When You Stop Feeding Your Internet, Your Internet Stops Growing, a Post by R. Clint Peters
- R. Clint Peters, Author
- Mar 31, 2015
- 3 min read
What happens if you just stop Tweeting, stop writing blogs, stop posting on Facebook? To confirm what would happen, I stopped doing anything on the Internet about three weeks ago. I didn’t tweet about the Author’s Club. I didn’t write blogs about the Author’s Club. In that three weeks, all I did was post a few book reviews on Nothing But Book Reviews.
The test results are in. All Twitter activity stopped. No-one retweeted anything, because I had not tweeted anything. The email inbox’s relating to The Author’s Club suddenly were empty. The club normally is informed if someone retweets a tweet on Twitter, or is followed by someone on Twitter. Those emails suddenly stopped. It was as if all interest in The Author’s Club had suddenly died.
The results could not have been more clear. A few minutes a day can (and will) make a difference.
I think everyone wants to be successful as an author. But, being an author is also a business, and it’s sometimes more difficult to be a successful “author business”.
Here are a few things you can do to make your “author business” grow:
1) Maintain a consistent presence on Twitter. What, you may ask, is a consistent presence?

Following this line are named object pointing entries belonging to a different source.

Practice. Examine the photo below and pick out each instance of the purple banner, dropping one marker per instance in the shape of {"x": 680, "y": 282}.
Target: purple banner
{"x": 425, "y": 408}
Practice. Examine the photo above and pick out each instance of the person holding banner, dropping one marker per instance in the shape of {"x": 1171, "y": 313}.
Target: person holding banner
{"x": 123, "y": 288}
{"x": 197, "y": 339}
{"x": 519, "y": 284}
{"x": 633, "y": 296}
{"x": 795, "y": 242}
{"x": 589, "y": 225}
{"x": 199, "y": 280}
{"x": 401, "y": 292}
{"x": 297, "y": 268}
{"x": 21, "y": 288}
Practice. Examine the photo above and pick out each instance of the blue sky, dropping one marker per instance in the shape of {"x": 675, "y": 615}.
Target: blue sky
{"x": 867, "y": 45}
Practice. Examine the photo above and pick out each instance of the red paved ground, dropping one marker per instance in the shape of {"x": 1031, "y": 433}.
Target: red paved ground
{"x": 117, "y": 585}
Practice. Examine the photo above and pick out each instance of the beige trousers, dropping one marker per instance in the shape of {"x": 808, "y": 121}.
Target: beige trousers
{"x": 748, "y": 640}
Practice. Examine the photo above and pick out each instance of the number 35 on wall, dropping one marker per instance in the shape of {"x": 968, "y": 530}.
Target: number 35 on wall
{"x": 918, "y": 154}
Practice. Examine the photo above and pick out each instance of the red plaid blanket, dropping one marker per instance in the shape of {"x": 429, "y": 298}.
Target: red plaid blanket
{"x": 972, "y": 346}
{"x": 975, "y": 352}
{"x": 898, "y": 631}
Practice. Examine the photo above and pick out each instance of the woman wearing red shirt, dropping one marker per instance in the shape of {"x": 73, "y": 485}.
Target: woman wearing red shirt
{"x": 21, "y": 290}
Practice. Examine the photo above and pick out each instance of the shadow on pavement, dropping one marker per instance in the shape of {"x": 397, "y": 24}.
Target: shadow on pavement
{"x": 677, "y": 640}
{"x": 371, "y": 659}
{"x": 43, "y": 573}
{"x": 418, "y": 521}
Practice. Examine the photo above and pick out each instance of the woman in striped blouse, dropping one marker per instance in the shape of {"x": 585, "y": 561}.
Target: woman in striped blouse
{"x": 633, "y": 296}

The most basic recommendation I have discovered is five tweets a day. (Five tweets an hour would be better, but five tweets a day will result in a positive presence.)
One question to ask about Twitter is: how many followers do you have? The second question to ask about Twitter is: are the number of followers growing? Followers grow in direct proportion to the number of Tweets you post on Twitter. The Author’s Club hasn’t been Tweeting —- and the numbers of new followers have dropped off to zero. (The club was getting 2-3 followers a week before I decided to start my experiment.)
2) Maintain a consistent presence on blogs. Blog about things dear to your heart and blog frequently. Two years ago, a friend of mine started a blog about her back yard garden. She posted two pictures every day, with two or three paragraphs. Each spring, she started with clearing up the area she planned to plant, and followed through to the end of the growing season. When she had health issues and could not continue to garden, her Twitter account had over three thousand followers. Several volunteered to help her with her garden.
I keep asking for club members or anyone who reads this blog to submit something, anything, about what they are doing as writers. Tell about how your book is progressing, write about the ups and downs of being an author. Why? Because there are actually other authors who’d like to know they aren’t alone in a sinking boat in the vast sea of writing, that there are other authors sharing their brick walls, potholes, and midnight brain freezes.
3) Finally, check your personal friends numbers on Facebook and followers numbers on Twitter, and then follow The Authors Club (@authors_club) on Twitter, or like The Author’s Club on Facebook (http://tinyurl.com/ckjlhos).
Why? It’s simple: as authors, we can work as a single sailor in that sinking skiff, or we can band together, build a yacht, and sail into the storms together.
I can’t force you to succeed; I can only try to help you succeed. Perhaps I don’t even have the tools to succeed. I do know that what I haven’t done for three weeks hasn’t done anything. I’ll report back in a couple days about what this post has done for my Internet presence.